Cache warming: Leveraging EBS for moving petabytes of data

16 min readNov 26, 2021

by Sailesh Mukil, Prudhviraj Karumanchi, Tharanga Gamaethige, Shashi Madappa

Introduction

EVCache is a distributed in-memory caching solution based on memcached. It is a Tier-0 system at Netflix with its footprint across ~18,000 servers holding ~14 petabytes of data, and still rapidly growing.

We had previously given an overview of how we perform cache warming on our EVCache clusters and why it’s needed. The architecture mentioned in the original cache warming article worked great for a vast majority of our use cases. However, as Netflix’s subscriber base grew over the years, the footprint of the data stored in EVCache has increased multiple fold and will continue to increase to meet new and additional demand. As the scale and sensitivity of the clusters increased, the architecture needed to evolve to keep up.

In this post we discuss the various bottlenecks encountered and we will present an improved architecture with a much higher throughput suited for petabyte scale datasets by addressing the bottlenecks we faced. We will share results from our production environment which show our total warm up times reduced by ~90% as compared to our previous architecture.

We are thrilled to open-source the memcached dumper part of this project for use in the broader community, called Cachemover, which allows one to dump memcached data to disk as fast as possible.

*Fig.1 EVCache data path for new deployments (from* cache warming)

Figure 1 shows a high level view of what EVCache cache warming looks like

Status Quo

Figure 2 below shows the architectural overview of our original cache warming system.
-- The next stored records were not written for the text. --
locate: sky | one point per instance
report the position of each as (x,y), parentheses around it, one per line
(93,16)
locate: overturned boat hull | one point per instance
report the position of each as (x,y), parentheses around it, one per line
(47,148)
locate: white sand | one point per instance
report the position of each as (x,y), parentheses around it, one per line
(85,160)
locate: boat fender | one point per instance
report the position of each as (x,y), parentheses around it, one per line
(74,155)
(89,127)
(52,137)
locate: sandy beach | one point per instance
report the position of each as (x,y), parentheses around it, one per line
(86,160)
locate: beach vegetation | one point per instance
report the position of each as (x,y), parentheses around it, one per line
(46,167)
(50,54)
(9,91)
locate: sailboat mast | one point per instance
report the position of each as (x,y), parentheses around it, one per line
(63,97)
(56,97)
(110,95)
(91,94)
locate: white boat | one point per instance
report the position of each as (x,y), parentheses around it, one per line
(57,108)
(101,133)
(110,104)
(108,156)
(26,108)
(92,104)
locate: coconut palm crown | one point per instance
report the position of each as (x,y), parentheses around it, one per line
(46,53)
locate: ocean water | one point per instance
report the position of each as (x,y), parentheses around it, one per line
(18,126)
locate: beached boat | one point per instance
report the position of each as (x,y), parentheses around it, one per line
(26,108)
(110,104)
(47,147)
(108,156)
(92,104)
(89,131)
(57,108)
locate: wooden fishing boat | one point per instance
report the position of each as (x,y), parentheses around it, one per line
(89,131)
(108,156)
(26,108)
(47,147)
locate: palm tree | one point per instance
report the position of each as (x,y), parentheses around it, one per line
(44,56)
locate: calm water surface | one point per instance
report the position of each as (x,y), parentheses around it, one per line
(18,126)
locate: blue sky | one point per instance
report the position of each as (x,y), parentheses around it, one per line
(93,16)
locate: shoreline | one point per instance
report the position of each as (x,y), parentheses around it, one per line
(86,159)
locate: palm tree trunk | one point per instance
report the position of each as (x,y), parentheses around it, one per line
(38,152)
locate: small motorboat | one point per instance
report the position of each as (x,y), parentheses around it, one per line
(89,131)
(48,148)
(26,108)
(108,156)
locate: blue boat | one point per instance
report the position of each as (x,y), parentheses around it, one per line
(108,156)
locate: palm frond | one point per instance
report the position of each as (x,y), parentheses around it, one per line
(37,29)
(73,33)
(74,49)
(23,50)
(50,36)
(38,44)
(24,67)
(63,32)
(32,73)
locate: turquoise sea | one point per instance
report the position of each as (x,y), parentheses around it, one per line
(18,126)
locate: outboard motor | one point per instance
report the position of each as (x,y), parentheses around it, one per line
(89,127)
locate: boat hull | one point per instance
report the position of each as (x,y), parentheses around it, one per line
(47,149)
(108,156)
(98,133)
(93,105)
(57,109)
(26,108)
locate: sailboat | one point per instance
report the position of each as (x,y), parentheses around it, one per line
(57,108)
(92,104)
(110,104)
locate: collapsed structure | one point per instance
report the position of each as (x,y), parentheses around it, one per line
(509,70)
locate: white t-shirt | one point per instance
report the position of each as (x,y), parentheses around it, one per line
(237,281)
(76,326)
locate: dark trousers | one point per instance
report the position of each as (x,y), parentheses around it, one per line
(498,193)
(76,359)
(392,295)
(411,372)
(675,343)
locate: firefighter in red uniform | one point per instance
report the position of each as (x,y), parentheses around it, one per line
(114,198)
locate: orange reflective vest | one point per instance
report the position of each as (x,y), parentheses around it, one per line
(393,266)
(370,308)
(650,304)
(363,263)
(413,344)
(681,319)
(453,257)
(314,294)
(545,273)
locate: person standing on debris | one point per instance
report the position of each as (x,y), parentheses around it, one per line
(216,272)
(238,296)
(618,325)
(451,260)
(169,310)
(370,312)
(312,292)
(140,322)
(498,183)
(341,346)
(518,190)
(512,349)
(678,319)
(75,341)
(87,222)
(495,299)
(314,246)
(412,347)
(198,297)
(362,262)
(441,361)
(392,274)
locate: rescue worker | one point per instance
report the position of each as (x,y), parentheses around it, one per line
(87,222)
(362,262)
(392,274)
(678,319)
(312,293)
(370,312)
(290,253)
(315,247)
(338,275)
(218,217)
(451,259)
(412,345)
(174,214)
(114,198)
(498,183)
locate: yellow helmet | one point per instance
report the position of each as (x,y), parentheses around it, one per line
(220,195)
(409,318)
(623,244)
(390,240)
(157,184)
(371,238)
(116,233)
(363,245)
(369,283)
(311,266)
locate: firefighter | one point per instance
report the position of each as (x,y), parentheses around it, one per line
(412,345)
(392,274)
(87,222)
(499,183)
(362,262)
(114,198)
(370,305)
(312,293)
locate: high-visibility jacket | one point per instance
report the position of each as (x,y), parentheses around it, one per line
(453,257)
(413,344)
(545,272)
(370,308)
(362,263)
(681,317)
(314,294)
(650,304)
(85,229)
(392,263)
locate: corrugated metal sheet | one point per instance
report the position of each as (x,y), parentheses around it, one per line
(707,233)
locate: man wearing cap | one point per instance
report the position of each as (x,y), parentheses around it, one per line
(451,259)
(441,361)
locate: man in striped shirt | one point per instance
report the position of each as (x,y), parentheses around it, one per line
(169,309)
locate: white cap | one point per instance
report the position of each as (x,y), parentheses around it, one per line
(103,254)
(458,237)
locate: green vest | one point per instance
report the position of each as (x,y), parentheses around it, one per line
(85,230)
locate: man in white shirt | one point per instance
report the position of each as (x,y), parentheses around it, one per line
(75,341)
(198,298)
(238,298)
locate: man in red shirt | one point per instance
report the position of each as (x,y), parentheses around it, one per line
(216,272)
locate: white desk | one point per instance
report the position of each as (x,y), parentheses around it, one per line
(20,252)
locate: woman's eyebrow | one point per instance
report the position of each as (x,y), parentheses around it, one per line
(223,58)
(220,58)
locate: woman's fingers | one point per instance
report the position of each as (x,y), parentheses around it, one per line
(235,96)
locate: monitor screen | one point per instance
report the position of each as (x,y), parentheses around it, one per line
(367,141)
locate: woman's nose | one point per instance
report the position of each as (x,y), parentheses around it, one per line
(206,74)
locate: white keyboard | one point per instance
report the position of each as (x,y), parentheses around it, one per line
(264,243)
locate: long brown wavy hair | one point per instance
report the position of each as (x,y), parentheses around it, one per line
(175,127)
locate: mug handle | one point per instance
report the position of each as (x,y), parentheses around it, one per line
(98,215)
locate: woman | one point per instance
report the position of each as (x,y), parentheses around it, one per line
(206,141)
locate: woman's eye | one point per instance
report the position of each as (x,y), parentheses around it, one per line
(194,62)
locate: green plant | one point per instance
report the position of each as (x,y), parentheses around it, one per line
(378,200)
It has three main blocks — Controller, Dumper and Populator.

*Fig.2 Cache Warmer Architecture (previous architecture)*

To give a quick overview of how the previous cache warming process worked, the Controller creates a SQS queue for metadata, and then instructs all instances in the existing source replica to dump and upload data to S3. The dumping and uploading processes are performed by a Java based sidecar process on each source instance. It also continually publishes metadata updates to SQS as it uploads data to S3. A distributed Populator service is spun up to download the metadata and data from SQS and S3 respectively and writes it to the new target EVCache replica/cluster.

Note that from S3’s point of view the dumper is the writer and the populator is the reader.

The previous blog post on cache warming delves into further details of this architecture if readers are interested. Next, we will highlight the challenges that arose from this architecture and how we modified the architecture to address those challenges.

Challenges

The primary challenges we identified with the above architecture are:

The dumping process is handled by the Java based sidecar (the “Cache Dumper” component in Fig. 2) and if the instances are running low on memory, we would see OutOfMemory errors.
On facing an OOM error, the OS either kills the sidecar or the memcached process. If a memcached process is killed, it is not a fatal error, as EVCache can serve data from another replica. However, it does require us to re-warm the data on that source instance. If on the other hand, the side car is killed on the source instance, we need to restart the data dump from the beginning for that node. Both these scenarios are not ideal and could require manual intervention, which hinders developer productivity, and increases the cost of the cache warming process if we face a cascade of OOM failures on clusters with large datasets.
As mentioned in the future enhancements sections of cache warming, another bottleneck with the current approach is uploading and downloading data-chunks to and from S3. We observe that the S3 network bandwidth gets throttled after a certain period which slows down the end-to-end warming process and hence implicitly increases the likelihood of unrecoverable errors like OOM and potentially affects live traffic (see next point) due to the longer runtime of the cache warming process.
A further problem with S3 is that the upload path uses the same network as the live traffic; hence the latency and throughput of live traffic is affected during the cache warming process. To make matters worse, the longer the cache warming process takes, the longer is the live traffic affected.
Note that the memcached process itself is so efficient latency-wise that our EVCache cluster performance and throughput are mostly network-bound.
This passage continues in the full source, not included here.